Cybersecurity Alert: North Korea-Linked Hackers Target AI Supply Chain in Major Breaches
Cybersecurity experts are warning of a new wave of supply-chain attacks linked to North Korean hackers, who have compromised open-source AI tools to target major tech companies. The LiteLLM open-source AI library was exploited in an attack targeting AI startup Mercor, exposing 4TB of sensitive data. WhatsApp has also notified users of a fake app linked to government spyware, while Hasbro reported a hack that could take weeks to recover from.
Cybersecurity experts are raising alarms about a sophisticated wave of supply-chain attacks targeting the AI ecosystem, with links to North Korean state-sponsored hackers.
**LiteLLM Supply-Chain Attack**
An open-source AI tooling library called LiteLLM was exploited in a supply-chain attack targeting AI startup Mercor, which works with OpenAI, Anthropic, and Meta. Mercor confirmed the breach, potentially exposing 4TB of sensitive customer and user data, including candidate information and source code.
**Axios Compromise**
Hackers linked to North Korea also compromised Axios, an open-source software component, by inserting malicious code into an update, creating a potential supply-chain attack path that could affect thousands of downstream users.
**WhatsApp Spyware Warning**
WhatsApp notified users of a fake app linked to government spyware, urging users to only download the official application from verified sources. The warning highlights the ongoing threat of state-sponsored surveillance tools targeting messaging platforms.
**Hasbro Hack**
Hasbro reported a significant hack that could take weeks to recover from, underscoring that cybersecurity threats extend well beyond the tech sector to consumer brands and entertainment companies.
**Hims & Hers Breach**
Hims & Hers confirmed a breach of its third-party customer support platform, where attackers stole support tickets containing personal information through social engineering, though medical records were not affected.

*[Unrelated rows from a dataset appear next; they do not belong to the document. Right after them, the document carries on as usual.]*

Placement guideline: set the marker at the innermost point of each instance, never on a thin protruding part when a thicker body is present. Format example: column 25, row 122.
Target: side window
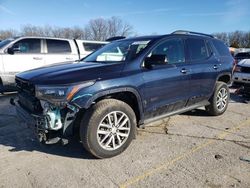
column 221, row 48
column 173, row 49
column 197, row 49
column 28, row 46
column 58, row 46
column 90, row 47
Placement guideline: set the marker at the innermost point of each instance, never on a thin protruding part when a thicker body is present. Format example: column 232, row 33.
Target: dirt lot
column 189, row 150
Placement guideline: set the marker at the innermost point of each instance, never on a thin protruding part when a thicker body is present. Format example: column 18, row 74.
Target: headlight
column 58, row 93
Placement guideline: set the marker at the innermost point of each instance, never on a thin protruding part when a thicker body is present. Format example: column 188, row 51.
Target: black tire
column 91, row 123
column 213, row 109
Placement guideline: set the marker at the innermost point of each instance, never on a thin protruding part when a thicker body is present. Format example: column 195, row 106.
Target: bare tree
column 222, row 36
column 237, row 39
column 101, row 29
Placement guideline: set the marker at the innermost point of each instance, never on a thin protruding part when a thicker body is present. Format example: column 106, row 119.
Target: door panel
column 166, row 86
column 204, row 67
column 166, row 89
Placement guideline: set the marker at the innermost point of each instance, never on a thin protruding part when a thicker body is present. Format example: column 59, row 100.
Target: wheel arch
column 225, row 77
column 126, row 94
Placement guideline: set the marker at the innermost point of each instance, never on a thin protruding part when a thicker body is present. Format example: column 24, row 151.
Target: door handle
column 184, row 71
column 37, row 58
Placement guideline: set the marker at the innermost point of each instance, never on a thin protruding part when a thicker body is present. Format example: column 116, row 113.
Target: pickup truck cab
column 24, row 53
column 104, row 99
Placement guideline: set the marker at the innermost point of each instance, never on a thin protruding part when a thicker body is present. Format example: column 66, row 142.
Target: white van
column 24, row 53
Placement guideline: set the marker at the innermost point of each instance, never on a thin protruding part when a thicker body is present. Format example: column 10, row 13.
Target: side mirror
column 155, row 60
column 12, row 50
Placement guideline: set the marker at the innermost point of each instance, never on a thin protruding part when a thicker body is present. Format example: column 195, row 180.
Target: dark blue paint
column 154, row 88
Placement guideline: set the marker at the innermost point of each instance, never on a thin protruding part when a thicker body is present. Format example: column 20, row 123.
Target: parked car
column 105, row 100
column 241, row 55
column 24, row 53
column 241, row 76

**Apple Vulnerability Patched**
Apple patched a vulnerability in Spotlight plugins that could have allowed access to files and data cached by Apple Intelligence, including geolocation and facial recognition details, highlighting new local attack paths created by on-device AI features.
**Expert Recommendations**
Security experts recommend organizations audit their open-source dependencies, implement software bill of materials (SBOM) practices, and maintain strong incident response plans to address the growing threat of AI supply-chain attacks.